"Shakespearean History of future king"
by Michael Gray for remotegoat on 24/01/19

Mike Bartlett’s five-act history play, first seen at the Almeida in 2014, takes a look at the future of monarchy through Shakespearean eyes.
Alternative history now, what with Meghan, and Brexit, and the Prince of Wales’ hints about his reign.
But it remains a tour-de-force of blank verse, clashes and feuds both political and personal. Ruth Sullivan’s assured staging at the Tower is simple and fluent – a dais, a versatile table, translucent walls hung with monarchs of old, briefly replaced by anarchist masks after the interval.

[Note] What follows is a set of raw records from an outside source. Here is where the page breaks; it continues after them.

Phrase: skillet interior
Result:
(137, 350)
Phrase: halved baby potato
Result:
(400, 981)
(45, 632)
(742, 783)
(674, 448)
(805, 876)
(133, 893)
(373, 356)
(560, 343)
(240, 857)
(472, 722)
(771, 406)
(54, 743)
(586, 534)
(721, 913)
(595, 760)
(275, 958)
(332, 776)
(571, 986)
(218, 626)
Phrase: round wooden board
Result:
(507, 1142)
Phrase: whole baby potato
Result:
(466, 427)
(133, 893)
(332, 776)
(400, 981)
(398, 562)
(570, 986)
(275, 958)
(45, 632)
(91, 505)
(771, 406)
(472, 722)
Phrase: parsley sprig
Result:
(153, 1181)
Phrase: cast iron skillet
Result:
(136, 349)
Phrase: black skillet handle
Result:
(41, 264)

We begin with funeral songs – the Boiler House Singers – as the Royal Family gathers to mourn the passing of our present queen. We’re soon into the politics, though, with the new king questioning legislation on press freedom. The title role is strongly played by Martin South: with just a hint of the vocal mannerisms, he eschews caricature for a thoughtful portrait of a frustrated man - “At last!”, he cries at the top of his first soliloquy. Joanna Nevin gives us a not very likable, cold Camilla.

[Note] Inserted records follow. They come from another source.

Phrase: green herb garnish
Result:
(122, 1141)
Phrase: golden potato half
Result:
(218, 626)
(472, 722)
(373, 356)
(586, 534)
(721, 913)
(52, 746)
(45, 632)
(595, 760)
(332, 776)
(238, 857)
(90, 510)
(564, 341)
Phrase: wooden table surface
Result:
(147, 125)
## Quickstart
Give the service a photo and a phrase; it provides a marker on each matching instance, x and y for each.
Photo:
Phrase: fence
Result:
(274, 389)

Many more excellent performances on the nation’s stage, notably Ben Grafton as a dissolute Harry, with Sal Fulcher as his radical girlfriend. Jess Hammett is the fire-brand [socialist] PM – an impressive study in political integrity, neatly contrasted with Robert Orchard’s smug, “weasel-mouthed” Tory. The ensemble is effectively used – the press pack, the divided House, the noisy night-club – with members stepping out for cameos as various lackeys, minions and under-butlers.

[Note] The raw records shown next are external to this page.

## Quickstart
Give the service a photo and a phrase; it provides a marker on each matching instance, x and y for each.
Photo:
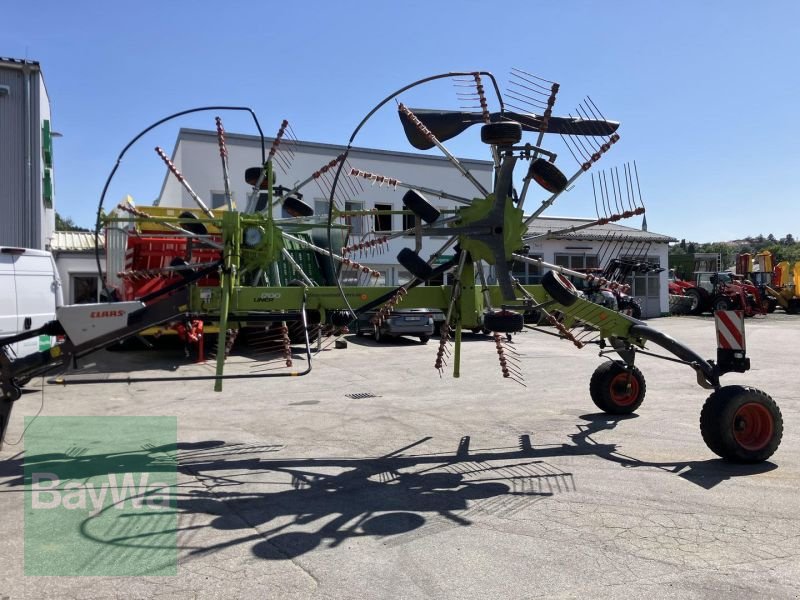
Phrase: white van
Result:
(30, 291)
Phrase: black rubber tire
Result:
(722, 303)
(559, 288)
(414, 264)
(14, 393)
(21, 382)
(549, 176)
(741, 424)
(297, 208)
(609, 388)
(506, 133)
(196, 228)
(252, 174)
(697, 300)
(419, 205)
(503, 321)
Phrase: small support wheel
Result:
(616, 388)
(559, 288)
(503, 321)
(414, 264)
(297, 208)
(506, 133)
(549, 176)
(419, 205)
(741, 424)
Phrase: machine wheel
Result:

The many Shakespearean resonances are skilfully done – the ghost’s prophecy, a fine feminist soliloquy from Helen McGill [Kate to Daniel Draper’s William], a news-vendor as a brief chorus, an officer reporting from the front line [or the front lawn], shades of Lady Macbeth and Lear in the closing pages, and finally Richard II’s reluctance to relinquish the hollow crown.